Tomorowo Taguchi is tired of being treated like a loser so he decides to buy a gun and rob a bank. Before he can rob the bank he realises he should buy a mask though, and when he loses the gun in a tousle with the shopkeeper he runs away, with the shopkeeper chasing after him.

Technically that's the whole film, Tomorowo Taguchi runs, Diamond Yukai chases him and after a while Shinichi Tsutsumi starts chasing them both. As they run though, Sabu weaves a tale around them via flashbacks, cutaways and more, gradually revealing the story of how these characters got to where they are and how their lives are connected, like filling in a jigsaw.

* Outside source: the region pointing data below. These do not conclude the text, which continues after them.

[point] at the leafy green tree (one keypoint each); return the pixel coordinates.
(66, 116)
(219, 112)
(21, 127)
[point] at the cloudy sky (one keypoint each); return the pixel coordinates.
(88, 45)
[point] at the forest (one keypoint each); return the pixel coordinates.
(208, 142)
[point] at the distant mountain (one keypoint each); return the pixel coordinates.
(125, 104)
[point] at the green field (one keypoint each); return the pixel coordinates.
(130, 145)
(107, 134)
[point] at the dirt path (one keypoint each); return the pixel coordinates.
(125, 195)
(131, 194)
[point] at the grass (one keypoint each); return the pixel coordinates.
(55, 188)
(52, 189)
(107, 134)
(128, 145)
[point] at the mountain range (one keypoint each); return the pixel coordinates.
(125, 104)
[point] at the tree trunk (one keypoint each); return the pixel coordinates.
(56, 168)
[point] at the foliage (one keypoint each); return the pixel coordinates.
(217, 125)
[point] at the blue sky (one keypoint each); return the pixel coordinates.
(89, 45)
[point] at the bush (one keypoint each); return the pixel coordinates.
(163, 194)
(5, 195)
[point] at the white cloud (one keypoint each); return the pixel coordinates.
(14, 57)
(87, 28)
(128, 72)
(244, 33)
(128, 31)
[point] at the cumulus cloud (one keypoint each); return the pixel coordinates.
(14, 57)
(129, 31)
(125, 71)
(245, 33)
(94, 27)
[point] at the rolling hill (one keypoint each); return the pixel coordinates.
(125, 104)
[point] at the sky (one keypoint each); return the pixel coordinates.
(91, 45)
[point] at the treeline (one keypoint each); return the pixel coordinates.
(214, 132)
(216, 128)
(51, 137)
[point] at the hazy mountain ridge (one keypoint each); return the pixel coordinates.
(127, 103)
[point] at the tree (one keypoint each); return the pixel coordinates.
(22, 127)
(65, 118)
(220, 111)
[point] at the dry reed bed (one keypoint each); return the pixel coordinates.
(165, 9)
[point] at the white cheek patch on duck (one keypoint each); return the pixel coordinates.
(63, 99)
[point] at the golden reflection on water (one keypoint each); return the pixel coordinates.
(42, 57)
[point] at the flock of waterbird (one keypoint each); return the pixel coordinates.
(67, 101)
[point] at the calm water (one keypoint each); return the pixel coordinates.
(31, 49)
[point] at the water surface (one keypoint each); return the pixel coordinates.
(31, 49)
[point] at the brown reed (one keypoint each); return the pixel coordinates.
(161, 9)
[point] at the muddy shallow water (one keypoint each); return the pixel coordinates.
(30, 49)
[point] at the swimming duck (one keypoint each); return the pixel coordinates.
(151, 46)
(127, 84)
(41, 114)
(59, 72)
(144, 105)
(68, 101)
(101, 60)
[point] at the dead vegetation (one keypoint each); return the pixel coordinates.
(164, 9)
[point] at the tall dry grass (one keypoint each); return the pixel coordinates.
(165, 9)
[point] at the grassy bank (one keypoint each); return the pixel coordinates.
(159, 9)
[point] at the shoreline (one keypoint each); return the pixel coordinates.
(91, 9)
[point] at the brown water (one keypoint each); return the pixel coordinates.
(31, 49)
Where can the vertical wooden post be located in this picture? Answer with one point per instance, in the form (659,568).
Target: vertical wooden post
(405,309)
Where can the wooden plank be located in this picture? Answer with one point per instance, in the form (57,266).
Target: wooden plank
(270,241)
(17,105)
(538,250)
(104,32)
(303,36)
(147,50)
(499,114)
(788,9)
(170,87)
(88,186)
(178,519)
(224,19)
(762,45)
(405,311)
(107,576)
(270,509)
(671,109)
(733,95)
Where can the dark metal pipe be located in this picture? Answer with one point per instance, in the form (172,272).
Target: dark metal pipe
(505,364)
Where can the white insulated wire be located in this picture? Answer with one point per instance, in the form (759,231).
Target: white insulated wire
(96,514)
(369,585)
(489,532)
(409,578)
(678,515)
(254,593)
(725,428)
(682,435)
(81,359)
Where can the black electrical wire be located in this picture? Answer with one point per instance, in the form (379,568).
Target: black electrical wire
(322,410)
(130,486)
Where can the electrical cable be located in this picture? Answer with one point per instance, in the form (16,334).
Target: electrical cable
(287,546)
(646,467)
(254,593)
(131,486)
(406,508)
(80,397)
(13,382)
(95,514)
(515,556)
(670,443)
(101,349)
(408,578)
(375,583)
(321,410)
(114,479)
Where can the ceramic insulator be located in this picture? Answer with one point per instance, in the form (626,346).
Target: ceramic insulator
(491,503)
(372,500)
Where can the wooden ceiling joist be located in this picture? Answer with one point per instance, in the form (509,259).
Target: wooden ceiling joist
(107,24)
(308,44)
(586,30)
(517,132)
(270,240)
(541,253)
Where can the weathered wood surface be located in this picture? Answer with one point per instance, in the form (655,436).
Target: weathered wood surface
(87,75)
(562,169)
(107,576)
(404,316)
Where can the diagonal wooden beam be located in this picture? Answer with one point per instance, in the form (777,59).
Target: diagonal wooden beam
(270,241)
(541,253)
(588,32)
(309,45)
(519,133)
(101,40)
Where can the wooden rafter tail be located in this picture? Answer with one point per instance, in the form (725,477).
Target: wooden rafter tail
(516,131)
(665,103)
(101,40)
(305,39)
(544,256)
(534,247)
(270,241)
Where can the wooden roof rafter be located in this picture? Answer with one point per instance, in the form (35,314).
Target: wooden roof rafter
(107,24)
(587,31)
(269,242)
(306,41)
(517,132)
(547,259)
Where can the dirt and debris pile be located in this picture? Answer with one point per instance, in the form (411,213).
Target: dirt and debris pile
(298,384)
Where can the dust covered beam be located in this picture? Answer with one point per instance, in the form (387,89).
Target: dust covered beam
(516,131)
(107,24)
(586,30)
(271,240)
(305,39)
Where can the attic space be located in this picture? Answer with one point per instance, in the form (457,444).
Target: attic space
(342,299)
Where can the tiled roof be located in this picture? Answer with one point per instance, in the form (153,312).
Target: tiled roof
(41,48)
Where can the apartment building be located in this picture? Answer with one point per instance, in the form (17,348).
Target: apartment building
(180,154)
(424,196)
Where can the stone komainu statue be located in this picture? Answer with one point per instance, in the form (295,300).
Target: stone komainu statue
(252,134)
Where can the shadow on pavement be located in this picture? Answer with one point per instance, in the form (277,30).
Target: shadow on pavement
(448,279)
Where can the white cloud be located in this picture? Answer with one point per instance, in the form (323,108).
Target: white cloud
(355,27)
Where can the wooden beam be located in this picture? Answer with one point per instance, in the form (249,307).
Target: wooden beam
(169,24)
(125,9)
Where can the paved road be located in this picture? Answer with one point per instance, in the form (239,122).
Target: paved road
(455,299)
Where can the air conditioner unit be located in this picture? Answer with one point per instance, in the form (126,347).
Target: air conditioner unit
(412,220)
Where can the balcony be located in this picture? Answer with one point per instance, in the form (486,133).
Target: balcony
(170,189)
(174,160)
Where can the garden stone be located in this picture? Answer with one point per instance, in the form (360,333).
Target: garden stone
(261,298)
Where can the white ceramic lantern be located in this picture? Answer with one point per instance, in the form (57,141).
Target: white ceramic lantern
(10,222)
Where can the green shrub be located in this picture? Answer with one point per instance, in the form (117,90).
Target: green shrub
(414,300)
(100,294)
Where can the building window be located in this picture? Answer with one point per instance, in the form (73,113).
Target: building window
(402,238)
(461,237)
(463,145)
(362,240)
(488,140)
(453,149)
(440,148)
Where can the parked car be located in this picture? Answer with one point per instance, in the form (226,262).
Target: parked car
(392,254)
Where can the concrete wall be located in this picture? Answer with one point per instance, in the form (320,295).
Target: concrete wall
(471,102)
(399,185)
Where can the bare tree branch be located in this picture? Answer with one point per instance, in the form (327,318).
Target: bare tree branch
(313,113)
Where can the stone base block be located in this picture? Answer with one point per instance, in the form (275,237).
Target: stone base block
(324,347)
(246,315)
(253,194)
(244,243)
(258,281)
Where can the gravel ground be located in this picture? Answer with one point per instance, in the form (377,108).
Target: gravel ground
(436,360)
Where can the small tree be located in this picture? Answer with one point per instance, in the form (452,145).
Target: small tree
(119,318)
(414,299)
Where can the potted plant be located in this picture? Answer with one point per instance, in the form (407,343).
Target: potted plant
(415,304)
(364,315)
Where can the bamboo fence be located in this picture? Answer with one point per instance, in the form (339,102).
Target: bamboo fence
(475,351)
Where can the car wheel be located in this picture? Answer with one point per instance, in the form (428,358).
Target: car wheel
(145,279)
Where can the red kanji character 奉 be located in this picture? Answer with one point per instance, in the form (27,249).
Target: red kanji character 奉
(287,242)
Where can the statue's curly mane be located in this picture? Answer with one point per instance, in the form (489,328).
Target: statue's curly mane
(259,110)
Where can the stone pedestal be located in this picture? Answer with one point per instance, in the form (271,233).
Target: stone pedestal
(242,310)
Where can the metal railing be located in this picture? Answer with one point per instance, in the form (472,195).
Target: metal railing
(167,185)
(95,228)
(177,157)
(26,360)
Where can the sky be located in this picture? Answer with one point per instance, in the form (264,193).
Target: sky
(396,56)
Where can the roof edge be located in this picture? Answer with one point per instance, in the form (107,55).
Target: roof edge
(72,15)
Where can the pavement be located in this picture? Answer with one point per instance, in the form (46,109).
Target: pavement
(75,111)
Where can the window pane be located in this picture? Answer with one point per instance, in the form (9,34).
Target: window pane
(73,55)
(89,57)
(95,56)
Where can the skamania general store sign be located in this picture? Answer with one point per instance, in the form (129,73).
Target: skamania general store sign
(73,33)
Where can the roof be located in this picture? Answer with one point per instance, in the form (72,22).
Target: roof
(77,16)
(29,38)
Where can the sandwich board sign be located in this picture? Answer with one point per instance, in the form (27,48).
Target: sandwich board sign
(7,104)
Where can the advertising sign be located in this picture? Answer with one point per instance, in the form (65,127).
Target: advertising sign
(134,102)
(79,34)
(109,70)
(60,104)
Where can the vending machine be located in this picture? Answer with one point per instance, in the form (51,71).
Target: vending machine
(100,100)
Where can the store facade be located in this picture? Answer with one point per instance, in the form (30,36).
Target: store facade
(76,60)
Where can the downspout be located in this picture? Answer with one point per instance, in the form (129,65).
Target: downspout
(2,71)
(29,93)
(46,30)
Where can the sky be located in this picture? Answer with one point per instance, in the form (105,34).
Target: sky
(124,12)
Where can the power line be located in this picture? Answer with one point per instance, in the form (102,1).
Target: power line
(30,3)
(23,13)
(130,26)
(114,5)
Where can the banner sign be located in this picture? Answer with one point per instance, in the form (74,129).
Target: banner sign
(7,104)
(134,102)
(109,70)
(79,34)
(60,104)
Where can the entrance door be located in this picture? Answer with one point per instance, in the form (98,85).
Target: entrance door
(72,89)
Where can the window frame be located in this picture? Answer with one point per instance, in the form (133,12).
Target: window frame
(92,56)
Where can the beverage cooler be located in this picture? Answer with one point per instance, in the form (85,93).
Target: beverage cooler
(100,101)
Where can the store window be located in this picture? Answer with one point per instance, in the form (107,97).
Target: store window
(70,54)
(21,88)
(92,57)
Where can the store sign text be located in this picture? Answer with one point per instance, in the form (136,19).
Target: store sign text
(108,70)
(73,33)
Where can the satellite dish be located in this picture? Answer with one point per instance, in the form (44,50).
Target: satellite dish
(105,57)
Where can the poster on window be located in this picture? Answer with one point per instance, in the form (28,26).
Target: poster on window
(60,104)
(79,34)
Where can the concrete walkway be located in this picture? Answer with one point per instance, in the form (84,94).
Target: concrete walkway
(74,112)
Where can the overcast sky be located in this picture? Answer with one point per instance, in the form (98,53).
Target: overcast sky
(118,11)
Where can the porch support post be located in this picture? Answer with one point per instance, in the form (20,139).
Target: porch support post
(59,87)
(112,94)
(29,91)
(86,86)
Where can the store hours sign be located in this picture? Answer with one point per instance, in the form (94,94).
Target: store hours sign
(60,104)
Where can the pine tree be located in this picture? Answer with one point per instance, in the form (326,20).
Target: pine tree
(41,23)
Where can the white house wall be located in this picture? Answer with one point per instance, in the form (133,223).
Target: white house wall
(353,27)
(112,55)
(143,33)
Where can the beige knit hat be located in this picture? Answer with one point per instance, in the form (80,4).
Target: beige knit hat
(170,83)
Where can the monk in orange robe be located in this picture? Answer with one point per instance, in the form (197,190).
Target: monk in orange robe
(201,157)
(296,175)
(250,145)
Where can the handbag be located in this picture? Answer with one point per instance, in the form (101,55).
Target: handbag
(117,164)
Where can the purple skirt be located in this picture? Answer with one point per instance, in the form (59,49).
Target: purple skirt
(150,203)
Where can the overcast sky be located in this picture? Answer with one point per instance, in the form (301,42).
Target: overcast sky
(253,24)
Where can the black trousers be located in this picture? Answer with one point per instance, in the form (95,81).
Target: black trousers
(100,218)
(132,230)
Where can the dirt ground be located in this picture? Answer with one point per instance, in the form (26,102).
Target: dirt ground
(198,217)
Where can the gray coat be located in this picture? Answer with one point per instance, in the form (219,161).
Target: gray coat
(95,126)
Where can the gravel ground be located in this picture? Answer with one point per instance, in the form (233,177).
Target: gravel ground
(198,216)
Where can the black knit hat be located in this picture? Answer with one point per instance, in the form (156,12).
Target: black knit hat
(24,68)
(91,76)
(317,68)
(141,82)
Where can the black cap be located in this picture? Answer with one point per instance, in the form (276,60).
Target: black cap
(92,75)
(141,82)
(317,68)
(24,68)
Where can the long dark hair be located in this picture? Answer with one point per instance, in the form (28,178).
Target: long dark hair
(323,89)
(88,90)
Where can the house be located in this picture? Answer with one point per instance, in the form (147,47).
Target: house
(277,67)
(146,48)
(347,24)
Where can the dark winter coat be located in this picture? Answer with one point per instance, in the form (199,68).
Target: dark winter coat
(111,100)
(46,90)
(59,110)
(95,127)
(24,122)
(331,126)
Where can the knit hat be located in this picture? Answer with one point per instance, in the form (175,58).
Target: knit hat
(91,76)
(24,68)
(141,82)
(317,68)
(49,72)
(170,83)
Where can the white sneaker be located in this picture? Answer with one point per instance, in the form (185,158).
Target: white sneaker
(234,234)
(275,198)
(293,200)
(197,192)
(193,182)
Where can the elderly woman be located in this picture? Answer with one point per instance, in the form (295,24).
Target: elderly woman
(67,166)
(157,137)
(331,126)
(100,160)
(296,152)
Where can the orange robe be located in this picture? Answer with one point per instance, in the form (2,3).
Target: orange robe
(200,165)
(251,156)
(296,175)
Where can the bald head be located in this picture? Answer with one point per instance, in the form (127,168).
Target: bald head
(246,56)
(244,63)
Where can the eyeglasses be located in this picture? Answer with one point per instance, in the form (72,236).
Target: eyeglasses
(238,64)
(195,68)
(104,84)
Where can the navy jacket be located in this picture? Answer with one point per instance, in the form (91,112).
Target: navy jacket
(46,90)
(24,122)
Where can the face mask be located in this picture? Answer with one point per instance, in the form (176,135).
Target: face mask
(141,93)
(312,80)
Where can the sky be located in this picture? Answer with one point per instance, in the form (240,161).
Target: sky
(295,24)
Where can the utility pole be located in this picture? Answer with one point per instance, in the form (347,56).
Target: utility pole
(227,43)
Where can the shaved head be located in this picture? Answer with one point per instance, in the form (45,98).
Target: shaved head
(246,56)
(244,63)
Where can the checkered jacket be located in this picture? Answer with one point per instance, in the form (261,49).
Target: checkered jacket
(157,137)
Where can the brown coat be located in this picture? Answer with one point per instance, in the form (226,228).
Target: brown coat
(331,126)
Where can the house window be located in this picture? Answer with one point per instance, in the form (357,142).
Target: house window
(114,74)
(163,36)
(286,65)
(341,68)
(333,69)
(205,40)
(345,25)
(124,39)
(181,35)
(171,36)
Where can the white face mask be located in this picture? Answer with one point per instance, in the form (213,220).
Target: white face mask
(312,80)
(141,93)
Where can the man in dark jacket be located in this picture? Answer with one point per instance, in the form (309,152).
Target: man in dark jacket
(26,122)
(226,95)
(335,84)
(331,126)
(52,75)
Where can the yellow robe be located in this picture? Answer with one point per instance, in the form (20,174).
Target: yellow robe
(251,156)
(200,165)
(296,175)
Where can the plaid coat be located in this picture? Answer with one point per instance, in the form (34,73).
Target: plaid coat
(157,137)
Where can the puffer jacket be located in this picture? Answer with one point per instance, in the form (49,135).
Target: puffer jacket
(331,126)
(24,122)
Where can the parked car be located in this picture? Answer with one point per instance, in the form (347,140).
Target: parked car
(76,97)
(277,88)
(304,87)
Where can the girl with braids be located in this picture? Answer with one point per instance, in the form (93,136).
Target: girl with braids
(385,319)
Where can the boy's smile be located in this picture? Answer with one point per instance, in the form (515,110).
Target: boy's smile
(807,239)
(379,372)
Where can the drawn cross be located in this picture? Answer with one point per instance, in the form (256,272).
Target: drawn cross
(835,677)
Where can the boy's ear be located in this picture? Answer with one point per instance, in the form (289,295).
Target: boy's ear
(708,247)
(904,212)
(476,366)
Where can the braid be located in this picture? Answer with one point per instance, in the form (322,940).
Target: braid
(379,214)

The protagonists run until they are exhausted then they run some more, they run past the point where it makes any sense, until absurdity becomes transcendence. As they run their former lives fall behind them, the pettiness and triviality of their worries melting away as the act of putting one foot in front of another becomes the whole of their world, their very identity.

The film is very much "show don't tell", which works because of Sabu's assured direction and editing and his bond with his cast, economically telling a story through actions and images. It's a really novel way of telling a story, and it announced Sabu as one of the most interesting directors in Japan around this time. It established a template that he would essentially keep iterating on until he changed direction quite dramatically with Dead Run in 2005.

I still don't know why Sabu never achieved the same level of popularity in the West as contemporaries like Takashi Miike, his films are no less original or entertaining, though he perhaps never made anything that would fit into the "Extreme Asia" wave that Miike and others rode. I still hold out hope that his films will get their due one day.